Dal canto suo Casio ha messo a disposizione 50 kit per le scuole di I grado con calcolatrici scientifiche Casio 1 CLASSWIZ fx-991EX e relativo materiale didattico (3 casi investigativi, 1 software emulatore, 10 guide rapide), 50 kit per le scuole di II grado con calcolatrici grafiche Casio fx-CG 20 e relativo materiale didattico (3 casi investigativi, 1 software emulatore, 10 guide rapide, 1 centralina CLAB con 2 sensori, 4 sensori extra, 1 libro a cura dei docenti 1 “Vedere la matematica”), e organizzerà due eventi di informazione dedicati ai docenti delle scuole vincitrici del bando.
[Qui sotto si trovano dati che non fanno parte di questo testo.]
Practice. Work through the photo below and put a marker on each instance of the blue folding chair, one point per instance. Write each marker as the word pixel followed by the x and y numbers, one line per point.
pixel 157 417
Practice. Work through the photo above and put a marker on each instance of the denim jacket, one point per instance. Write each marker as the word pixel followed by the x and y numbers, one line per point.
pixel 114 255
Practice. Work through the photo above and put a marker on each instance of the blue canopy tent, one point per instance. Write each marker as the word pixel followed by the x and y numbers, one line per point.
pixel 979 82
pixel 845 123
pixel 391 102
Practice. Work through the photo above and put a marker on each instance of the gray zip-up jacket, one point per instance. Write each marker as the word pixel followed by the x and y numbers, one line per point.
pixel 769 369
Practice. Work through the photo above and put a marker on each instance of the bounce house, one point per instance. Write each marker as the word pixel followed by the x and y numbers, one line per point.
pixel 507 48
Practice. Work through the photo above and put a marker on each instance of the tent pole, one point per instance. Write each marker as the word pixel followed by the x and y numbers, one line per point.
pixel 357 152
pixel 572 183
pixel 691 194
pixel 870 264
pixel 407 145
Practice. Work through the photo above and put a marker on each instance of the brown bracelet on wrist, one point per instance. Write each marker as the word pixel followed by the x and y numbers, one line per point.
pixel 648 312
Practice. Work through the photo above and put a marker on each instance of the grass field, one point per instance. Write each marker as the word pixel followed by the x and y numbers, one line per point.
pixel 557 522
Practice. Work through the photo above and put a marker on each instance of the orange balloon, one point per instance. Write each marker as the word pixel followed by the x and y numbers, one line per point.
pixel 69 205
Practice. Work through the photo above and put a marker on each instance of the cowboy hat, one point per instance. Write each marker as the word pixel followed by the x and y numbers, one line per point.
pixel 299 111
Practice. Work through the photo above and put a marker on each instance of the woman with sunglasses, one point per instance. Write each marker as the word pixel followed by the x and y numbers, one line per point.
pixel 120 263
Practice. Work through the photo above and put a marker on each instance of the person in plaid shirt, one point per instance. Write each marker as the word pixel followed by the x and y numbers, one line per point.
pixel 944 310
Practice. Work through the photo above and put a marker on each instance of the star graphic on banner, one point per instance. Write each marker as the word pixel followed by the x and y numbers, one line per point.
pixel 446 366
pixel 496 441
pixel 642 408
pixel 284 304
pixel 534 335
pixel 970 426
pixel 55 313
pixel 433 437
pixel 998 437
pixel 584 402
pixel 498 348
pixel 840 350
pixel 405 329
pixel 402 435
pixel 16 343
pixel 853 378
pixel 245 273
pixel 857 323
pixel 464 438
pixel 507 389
Il primo appuntamento, organizzato in collaborazione con il MIUR, è il convegno nazionale che si terrà a Roma giovedì 10 marzo e che darà ai docenti delle scuole partecipanti una panoramica sul progetto, inquadrandolo nelle attività di promozione della cultura scientifica intraprese dal MIUR. Il secondo appuntamento è invece per aprile, con un incontro specifico di natura tecnica condotto dal Museo della Scienza e della Tecnologia di Milano. Infine, mirate azioni di monitoraggio, condotte da tre persone del Miur e tre referenti, consentiranno di ricevere feedback da docenti e studenti sull’esperienza effettuata.